Quoiqu’il en soit, je lui ai écrit en dernier lieu pour l’avertir qu’on lui attribue cette pièce ; je n’en ai point eu de réponse. Peut-être n’est-il plus à Montpellier, d’où il avait daté les dernières lettres que j’ai reçues de lui.
Vous voilà bien au fait, mon cher et illustre confrère ; vous jugerez si j’ai cette affaire à cœur, si votre gloire m’est chère, si un attachement de quarante années peut se démentir. Je vous répéterai ici mon ancienne maxime : en fait d’ouvrages de goût, il ne faut jamais répondre ; en fait d’histoire, il faut répondre toujours, j’entends sur les choses qui en valent la peine, et principalement celles qui intéressent la nation.
Si vous m’envoyez les instructions qui me sont nécessaires, je vous prie de me les adresser par M. Marin, qui me les fera tenir contre-signées.
Il ne me reste qu’à vous embrasser avec la tendresse la plus vive, et à vous souhaiter une vie longue et heureuse, que vous méritez si bien.
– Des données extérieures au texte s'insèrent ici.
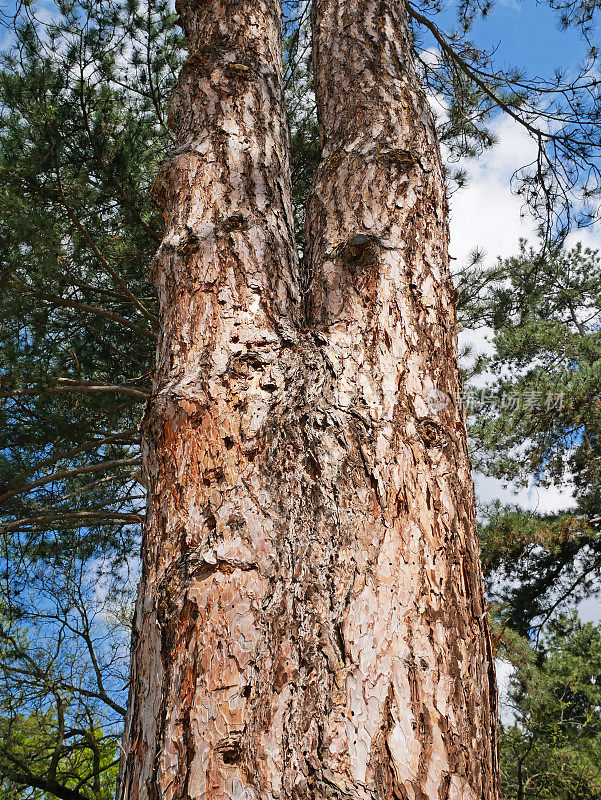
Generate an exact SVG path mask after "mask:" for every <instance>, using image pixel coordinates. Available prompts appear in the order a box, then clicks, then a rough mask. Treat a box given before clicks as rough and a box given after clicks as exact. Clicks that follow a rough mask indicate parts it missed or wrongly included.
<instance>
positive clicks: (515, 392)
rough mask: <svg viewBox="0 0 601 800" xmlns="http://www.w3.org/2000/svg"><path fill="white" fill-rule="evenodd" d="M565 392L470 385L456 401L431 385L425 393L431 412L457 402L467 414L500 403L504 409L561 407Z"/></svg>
mask: <svg viewBox="0 0 601 800" xmlns="http://www.w3.org/2000/svg"><path fill="white" fill-rule="evenodd" d="M563 398H564V393H563V392H538V391H534V390H528V391H525V392H516V391H512V392H500V393H496V392H493V391H491V390H490V389H479V390H477V389H467V390H465V391H462V392H460V393H459V397H458V402H457V403H453V401H452V399H451V397H450V395H448V394H447V393H446V392H443V391H441V390H440V389H431V390H430V391H429V392H428V395H427V396H426V405H427V406H428V410H429V411H430V413H431V414H440V412H441V411H444V409H445V408H447V406H449V405H451V403H453V405H456V406H458V408H459V410H463V409H465V410H466V411H467V413H468V414H470V413H474V412H477V411H482V410H483V409H484V408H487V407H488V408H490V407H492V406H497V407H498V408H499V409H502V410H503V411H540V410H545V411H561V410H562V408H563Z"/></svg>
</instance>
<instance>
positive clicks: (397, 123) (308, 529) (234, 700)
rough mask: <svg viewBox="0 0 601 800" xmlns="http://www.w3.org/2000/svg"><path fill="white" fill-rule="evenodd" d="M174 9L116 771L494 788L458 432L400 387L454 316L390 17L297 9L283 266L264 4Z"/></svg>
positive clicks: (453, 415) (480, 588)
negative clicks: (134, 616)
mask: <svg viewBox="0 0 601 800" xmlns="http://www.w3.org/2000/svg"><path fill="white" fill-rule="evenodd" d="M180 13H181V15H182V19H183V23H184V27H185V30H186V33H187V37H188V44H189V49H190V56H189V58H188V60H187V63H186V66H185V68H184V70H183V73H182V76H181V79H180V84H179V88H178V91H177V94H176V99H175V102H174V109H173V114H172V116H173V120H174V125H175V127H176V130H177V133H178V137H179V146H178V149H177V150H176V152H175V154H174V156H173V158H172V159H171V160H170V161H169V163H168V164H166V165H165V167H164V169H163V171H162V173H161V175H160V176H159V178H158V179H157V185H156V189H157V195H158V196H159V197H161V198H162V201H163V203H164V206H165V209H166V214H167V217H168V227H167V231H166V234H165V238H164V240H163V244H162V246H161V248H160V250H159V252H158V254H157V257H156V260H155V273H156V281H157V286H158V291H159V297H160V302H161V338H160V341H159V347H158V353H157V377H156V382H155V388H154V391H153V395H152V398H151V400H150V401H149V404H148V410H147V414H146V419H145V424H144V429H145V464H146V471H147V475H148V480H149V515H148V518H149V523H148V529H147V532H146V536H145V540H144V545H143V577H142V581H141V585H140V590H139V597H138V603H137V610H136V620H135V631H134V639H133V666H132V685H131V692H130V708H129V714H128V720H127V729H126V736H125V741H124V751H125V757H124V759H123V764H122V771H121V779H120V790H119V797H120V798H122V800H126V798H127V800H143V799H144V800H145V799H146V798H152V799H153V800H176V799H177V800H179V799H180V798H181V799H183V798H194V799H195V800H200V799H201V798H202V799H203V800H204V798H209V797H210V798H215V800H222V799H225V798H227V800H234V799H236V800H237V799H238V798H247V800H259V798H260V799H261V800H272V799H273V800H275V798H282V800H283V798H299V800H300V798H307V797H311V798H318V797H319V798H321V797H332V798H340V799H342V798H348V799H349V800H350V798H353V800H363V799H365V800H376V798H392V797H398V798H402V799H404V798H409V799H410V800H424V799H426V798H427V800H445V799H446V800H459V799H460V798H461V800H473V799H475V798H478V800H480V798H486V800H495V798H496V797H497V796H498V789H497V778H496V775H497V767H496V728H495V719H494V717H495V709H494V703H495V690H494V674H493V666H492V656H491V653H490V646H489V640H488V634H487V630H486V619H485V611H484V605H483V598H482V587H481V579H480V573H479V567H478V552H477V544H476V537H475V530H474V507H473V497H472V484H471V478H470V471H469V462H468V458H467V452H466V443H465V431H464V428H463V420H462V418H461V414H460V413H459V411H458V410H457V409H456V407H455V405H454V404H450V405H449V406H448V407H447V408H445V409H443V410H442V411H441V412H440V413H439V414H437V415H436V414H434V412H433V411H431V410H430V409H429V406H428V403H427V398H428V393H429V392H430V391H431V390H432V389H434V388H436V389H439V390H442V391H444V392H445V393H447V394H448V395H449V396H450V397H456V396H457V388H458V384H457V382H458V378H457V371H456V363H455V362H456V341H455V339H456V337H455V329H454V306H453V297H452V288H451V284H450V278H449V273H448V256H447V221H446V213H447V211H446V203H445V199H444V183H443V177H442V171H441V167H440V161H439V155H438V150H437V146H436V141H435V137H434V132H433V126H432V120H431V116H430V113H429V110H428V106H427V102H426V100H425V98H424V96H423V93H421V91H420V90H419V88H418V85H417V79H416V76H415V71H414V69H413V66H412V62H411V58H410V51H409V41H408V34H407V27H406V21H405V18H404V17H403V16H402V12H401V9H400V8H399V4H398V3H397V2H393V0H381V2H378V3H375V2H374V3H370V2H359V0H344V2H343V0H322V2H318V3H317V4H316V5H315V6H314V9H313V27H314V43H315V60H316V82H317V96H318V103H319V110H320V126H321V130H322V136H323V141H322V144H323V161H322V164H321V166H320V168H319V171H318V174H317V177H316V182H315V187H314V192H313V196H312V199H311V202H310V204H309V214H308V217H309V240H310V243H311V252H310V259H309V264H308V267H307V269H306V270H305V272H304V278H303V281H300V279H299V274H298V273H299V270H298V265H297V263H296V260H295V251H294V243H293V240H292V234H291V230H292V224H291V214H290V187H289V181H288V163H287V151H286V143H285V133H284V126H283V121H282V119H283V117H282V98H281V53H280V43H279V17H278V9H277V7H276V4H275V2H274V1H272V0H203V1H202V2H198V1H197V0H185V2H182V3H181V8H180ZM207 43H209V44H207ZM300 283H302V284H303V285H304V286H307V285H308V287H309V291H308V292H306V293H305V294H304V296H303V297H302V298H301V296H300V294H299V290H298V285H299V284H300ZM301 301H302V302H301ZM301 306H302V308H301ZM301 312H302V314H301Z"/></svg>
Tant que la mienne durera, vous n’aurez point de serviteur qui vous soit plus inviolablement attaché.
1 – A la défense qu’il voulait faire de l’Abrégé de Hénault. (G.A.)
à M. de La Harpe.
31 Octobre 1768.
Je ne sais pas ce que vous voulez dire, mon cher enfant, avec le prix de l’Académie ; il est certain que vous l’avez eu, car tout le public éclairé vous l’a donné, et il n’y a, je crois, par un seul de mes confrères qui n’ait souscrit à la fin au jugement du public (1). Il est démontré en rigueur que vous avez eu le prix ; et, si vous n’avez pas reçu la médaille, ce n’était assurément qu’une méprise.
Est-ce qu’en voyant la fortune de votre fils aîné, le Comte de Warwick, vous n’avez pas envie de lui donner un petit frère cadet ? Je vous assure que cela ferait une très jolie famille.
Nous avons perdu un très bon académicien dans l’abbé d’Olivet. Il était le premier homme de Paris pour la valeur des mots ; mais je crois son successeur, l’abbé de Condillac, un des premiers hommes de l’Europe pour la valeur des idées. Il aurait fait le livre de l’Entendement humain, si Locke ne l’avait pas fait, et, Dieu merci, il l’aurait fait plus court. Nous avons fait là une bonne acquisition. Il y a quelque temps que je n’ai vu M. Hennin. Je ne puis vous dire quand il partira. Je ne sais nulle nouvelle ni du monde, ni de mes voisins : je suis enterré. Il y a huit mois que je n’ai mis le pied hors de chez moi. Quand on est vieux malade, on se retire bien volontiers du monde. C’est un grand bal où il ne faut pas s’aviser de paraître lorsqu’on ne peut plus danser. Pour madame de La Harpe et vous, je vous conseille de danser de toute votre force. Le vieux malade vous embrasse de tout son cœur.
1 – La pièce de vers de La Harpe traitait des Avantages de la philosophie. (G.A.)